Das Jahr war eine unbeschreibliche Erfahrung. Ich wohnte in Karadeniz Ereğli, einer Kleinstadt am Schwarzen Meer circa fünf Stunden von Istanbul und etwa viereinhalb Stunden von Ankara entfernt. Ich besuchte eine türkische Schule und lernte das türkische Leben in zwei Gastfamilien kennen, da ich nach einem halben Jahr die Familie wechselte. Am Anfang war alles sehr ungewohnt. Immer war es laut, dauernd war etwas los und ich war ständig von Menschen umgeben. Ich glaube, ich habe in meinem gesamten Austauschjahr nie alleine in einem Zimmer geschlafen! Der Kulturschock der ersten zwei Monate ging schnell vorüber, und je besser ich die Sprache lernte, desto mehr gewöhnte ich mich an all das Ungewohnte. Vor meiner Ankunft konnte ich nur ein paar Brocken Türkisch und da die Bevölkerung von Ereğli zum großen Teil kein Englisch spricht, wurde ich sozusagen ins kalte Wasser geworfen. Rückblickend betrachtet war das ein immenser Vorteil, da ich nach drei Monaten schon fließend Türkisch konnte, eine Sprache, die dem Deutschen, Englischen oder Französischen nicht im Geringsten ähnelt.

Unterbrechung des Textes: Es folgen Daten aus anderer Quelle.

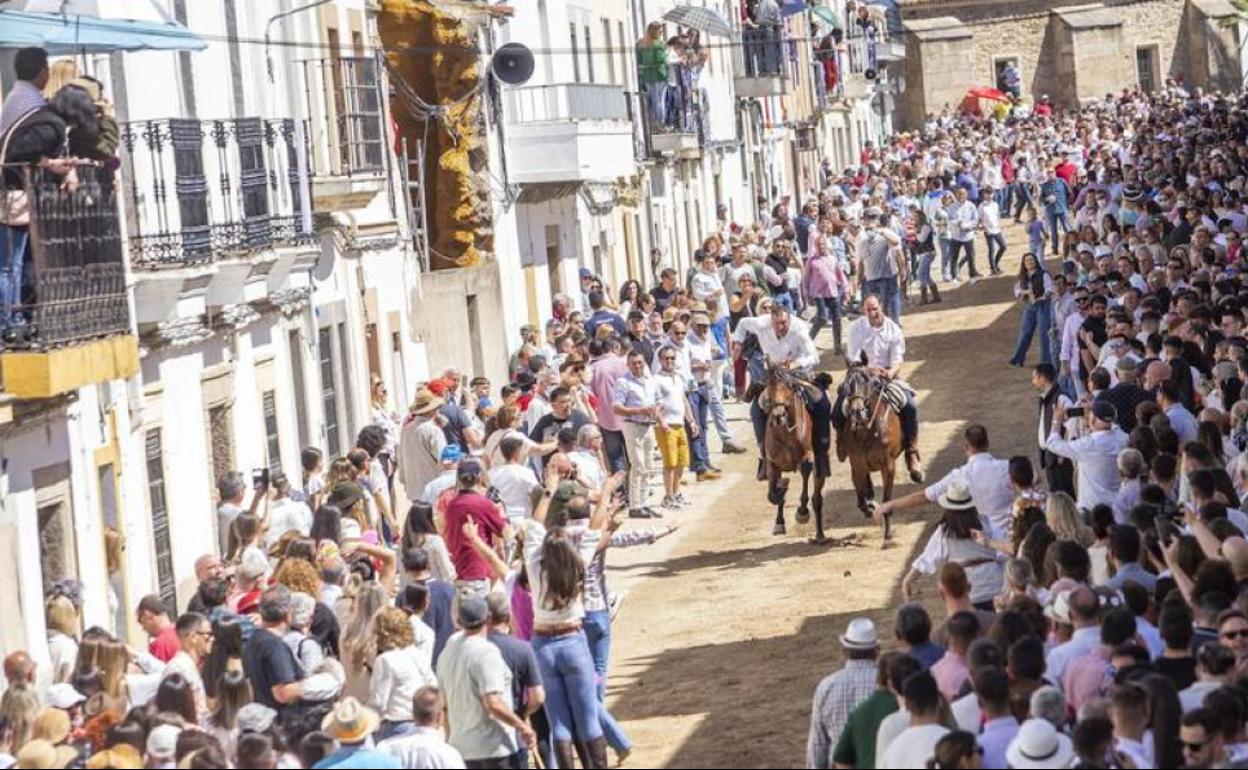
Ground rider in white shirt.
[733,302,819,474]
[832,295,922,482]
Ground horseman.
[733,302,819,480]
[832,295,924,483]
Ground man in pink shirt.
[931,612,981,703]
[1065,608,1136,710]
[589,337,628,473]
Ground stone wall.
[899,0,1239,127]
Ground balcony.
[121,117,312,270]
[504,84,634,185]
[629,67,710,160]
[733,27,785,99]
[301,56,387,212]
[0,166,139,398]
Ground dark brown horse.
[836,363,902,538]
[759,368,827,543]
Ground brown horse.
[759,368,827,543]
[836,363,902,538]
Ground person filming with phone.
[1045,401,1127,510]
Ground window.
[317,326,342,458]
[585,24,594,82]
[337,323,354,446]
[208,404,233,489]
[603,19,614,82]
[290,329,312,449]
[168,119,212,262]
[1136,45,1157,94]
[145,428,177,613]
[235,117,272,248]
[619,21,631,89]
[260,391,282,473]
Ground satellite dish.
[489,42,537,86]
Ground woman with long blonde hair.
[342,580,389,703]
[44,594,79,683]
[368,607,438,740]
[1045,492,1096,548]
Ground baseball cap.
[456,597,489,630]
[147,725,182,760]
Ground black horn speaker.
[489,42,535,86]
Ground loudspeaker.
[489,42,537,86]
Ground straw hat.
[321,696,381,744]
[936,480,975,510]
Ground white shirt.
[849,316,906,369]
[368,645,438,721]
[875,725,948,770]
[924,452,1015,538]
[690,270,728,318]
[733,316,819,369]
[377,728,464,770]
[1045,426,1127,509]
[265,498,312,548]
[1045,625,1101,690]
[948,201,980,241]
[421,468,456,505]
[654,372,685,427]
[489,463,542,519]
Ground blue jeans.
[1045,206,1071,255]
[688,383,710,473]
[533,631,603,741]
[644,82,668,127]
[948,240,980,281]
[983,232,1006,272]
[915,251,936,287]
[1010,300,1053,366]
[862,276,901,323]
[602,428,628,473]
[0,225,30,328]
[938,236,953,281]
[810,297,841,347]
[585,609,633,751]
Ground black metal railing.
[0,165,130,349]
[628,65,710,160]
[121,117,312,268]
[302,56,386,176]
[739,26,786,77]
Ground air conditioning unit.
[797,126,819,150]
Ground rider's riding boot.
[585,738,610,768]
[554,740,577,768]
[906,446,924,484]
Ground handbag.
[0,107,39,227]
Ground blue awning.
[0,10,208,56]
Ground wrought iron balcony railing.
[121,117,312,268]
[0,165,130,349]
[302,56,386,176]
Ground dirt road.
[608,227,1038,768]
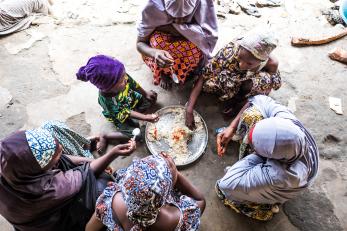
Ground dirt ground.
[0,0,347,231]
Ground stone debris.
[256,0,283,7]
[329,97,343,115]
[287,96,298,113]
[217,0,283,18]
[4,30,47,55]
[0,87,12,109]
[322,4,346,26]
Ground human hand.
[217,126,235,156]
[153,49,174,67]
[110,140,136,156]
[186,109,195,130]
[145,90,158,103]
[145,114,159,123]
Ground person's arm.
[217,102,250,156]
[66,155,94,165]
[175,172,206,214]
[263,55,279,74]
[136,37,174,67]
[90,140,136,175]
[130,111,159,122]
[85,212,104,231]
[186,78,204,129]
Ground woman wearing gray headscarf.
[137,0,217,89]
[216,95,319,220]
[186,28,281,129]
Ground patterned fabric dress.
[98,75,142,126]
[143,31,203,85]
[96,156,201,231]
[98,75,151,138]
[41,120,94,159]
[201,42,281,101]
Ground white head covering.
[164,0,198,18]
[252,117,307,162]
[237,28,278,61]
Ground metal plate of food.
[145,105,208,166]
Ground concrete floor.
[0,0,347,231]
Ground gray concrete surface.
[0,0,347,231]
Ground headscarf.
[76,55,125,91]
[137,0,218,63]
[237,29,278,61]
[25,128,57,168]
[0,131,82,230]
[119,156,173,230]
[252,117,308,163]
[41,120,94,158]
[164,0,198,18]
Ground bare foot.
[329,48,347,64]
[87,136,99,152]
[96,134,107,155]
[160,75,172,90]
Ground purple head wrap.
[76,55,125,91]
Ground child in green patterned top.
[76,55,159,141]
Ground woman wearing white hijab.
[216,95,319,220]
[137,0,217,89]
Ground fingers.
[164,51,174,63]
[115,142,131,150]
[155,52,174,67]
[152,114,159,122]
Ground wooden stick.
[292,29,347,47]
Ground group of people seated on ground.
[0,0,319,231]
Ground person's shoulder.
[150,205,181,231]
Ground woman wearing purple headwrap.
[76,55,158,138]
[137,0,217,89]
[0,128,136,231]
[86,153,205,231]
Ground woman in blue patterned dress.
[86,153,206,231]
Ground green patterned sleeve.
[128,75,140,89]
[99,95,131,123]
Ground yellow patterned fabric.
[201,42,281,101]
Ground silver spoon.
[131,128,141,140]
[171,66,180,84]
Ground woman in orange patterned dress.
[137,0,217,89]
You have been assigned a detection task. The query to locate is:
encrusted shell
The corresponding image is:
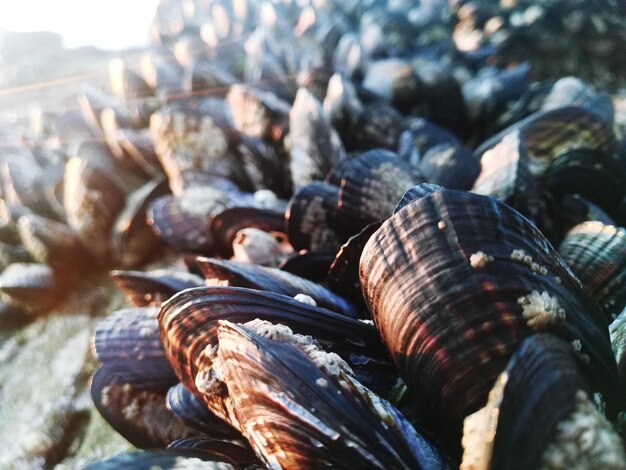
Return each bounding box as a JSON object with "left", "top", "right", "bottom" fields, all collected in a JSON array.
[
  {"left": 360, "top": 184, "right": 618, "bottom": 447},
  {"left": 216, "top": 321, "right": 445, "bottom": 469}
]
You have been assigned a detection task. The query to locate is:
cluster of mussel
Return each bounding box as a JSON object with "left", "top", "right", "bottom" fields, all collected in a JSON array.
[{"left": 0, "top": 0, "right": 626, "bottom": 469}]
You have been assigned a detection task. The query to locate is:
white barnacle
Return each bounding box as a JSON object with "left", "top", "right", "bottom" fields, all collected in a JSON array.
[
  {"left": 517, "top": 290, "right": 565, "bottom": 330},
  {"left": 541, "top": 390, "right": 626, "bottom": 470},
  {"left": 315, "top": 377, "right": 328, "bottom": 388},
  {"left": 470, "top": 251, "right": 493, "bottom": 269},
  {"left": 294, "top": 294, "right": 317, "bottom": 307}
]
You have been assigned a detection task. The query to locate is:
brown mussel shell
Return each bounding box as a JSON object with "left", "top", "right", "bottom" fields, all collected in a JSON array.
[
  {"left": 559, "top": 221, "right": 626, "bottom": 322},
  {"left": 360, "top": 185, "right": 620, "bottom": 452},
  {"left": 192, "top": 256, "right": 359, "bottom": 318},
  {"left": 213, "top": 321, "right": 445, "bottom": 469}
]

Meine Schule nahm mich begeistert auf. Ich war „alman kız“, die Deutsche, und nach dem ersten Tag schon der Star. Alle 900 Schüler kannten und grüßten mich oder wollten mit mir befreundet sein. Bis zu meinem letzten Tag wurde ich noch von mir unbekannten Leuten angesprochen, die mich so gut zu kennen schienen, als würden wir uns schon seit Jahren kennen. In der Schule unterstützten mich meine Freunde sehr. Sie brachten mir Türkisch bei und halfen mir, dem Unterricht zu folgen. Das türkische Schulsystem ist sehr anspruchsvoll und die Schüler bereiten sich vier Jahre lang auf eine Prüfung vor, die für sie über die Aufnahme an einer Universität und damit über den weiteren Lebensweg entscheidet. Eine Herausforderung für Austauschschüler: Selbst nach Überwindung der Sprachbarriere hat man in den meisten Fächern kaum eine Chance, den Stoff auch nur in Ansätzen zu verstehen. Viele der Gastschüler nutzten die Zeit in der Schule zum Lesen, Musik hören oder Ausschlafen und unternahmen in ihrer Freizeit oft etwas mit anderen Austauschschülern. In meinem Ort lebte nur eine Amerikanerin und wir machten gelegentlich etwas zusammen, aber meistens war ich mit meinen türkischen Freunden unterwegs. Ich wollte die Kultur so kennenlernen und übernehmen, wie sie war, und alle Seiten des Lebens türkischer Jugendlicher mitbekommen. Deshalb nahm ich auch das zeitintensive Lernen für die Schule in Kauf. Es hat mir viel gebracht – vor allem in Chemie und Mathe habe ich sehr viel gelernt.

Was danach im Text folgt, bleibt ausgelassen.